October Flourishes

A brief excursion around the garden today offered a few unexpected finds, the first being a nearly spent blossom from the Hedychium coronarium (Ginger lily). I have been mistakenly referring to this as wild ginger, but ginger lily it is. This pass-along plant from a former neighbor has an exotic look and is deeply fragrant.

Hedychium coronarium (Ginger lily)

The Echinacea (Purple Coneflower) have been particularly satisfying this year. Although some of the plants have nearly dried up, others continue to produce fresh flowers.

Echinacea (Purple Coneflower)

Salvia guaranitica ‘Black and Blue’ has performed well this year. It was moved to this sunny spot from another area that was getting too shady. I attribute the extra rains to its colorful success.

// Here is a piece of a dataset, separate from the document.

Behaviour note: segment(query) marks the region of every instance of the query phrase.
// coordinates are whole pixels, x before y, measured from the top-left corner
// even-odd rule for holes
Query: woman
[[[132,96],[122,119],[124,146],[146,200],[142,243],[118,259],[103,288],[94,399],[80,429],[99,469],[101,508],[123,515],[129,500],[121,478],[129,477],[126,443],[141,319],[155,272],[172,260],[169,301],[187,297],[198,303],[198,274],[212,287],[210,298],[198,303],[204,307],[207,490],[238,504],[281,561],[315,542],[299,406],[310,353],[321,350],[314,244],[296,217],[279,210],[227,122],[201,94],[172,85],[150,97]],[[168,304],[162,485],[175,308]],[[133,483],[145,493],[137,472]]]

Salvia guaranitica 'Black and Blue'

Jackmanii Clematis is supposed to be one of the easiest clematises to grow, but this one has never had a memorable reblooming in the fall. This year’s rains have no doubt contributed.

Clematis 'Jackmanii'

Just beyond the Jackmanii, is the only ornamental grass in the garden. I fretted over the Muhlenbergia capillaris (Pink Muhly Grass) this summer, not realizing late summer and fall are when this airy pink grass is at its best. It is not in an ideal location to show it off, so perhaps it needs to be moved. Nearby is Perovskia atriplicifolia (Russian Sage), which was transplanted to this area this spring. It is now thriving in this sunny spot. Another late-season perennial, it has spires of  lavender, tubular flowers.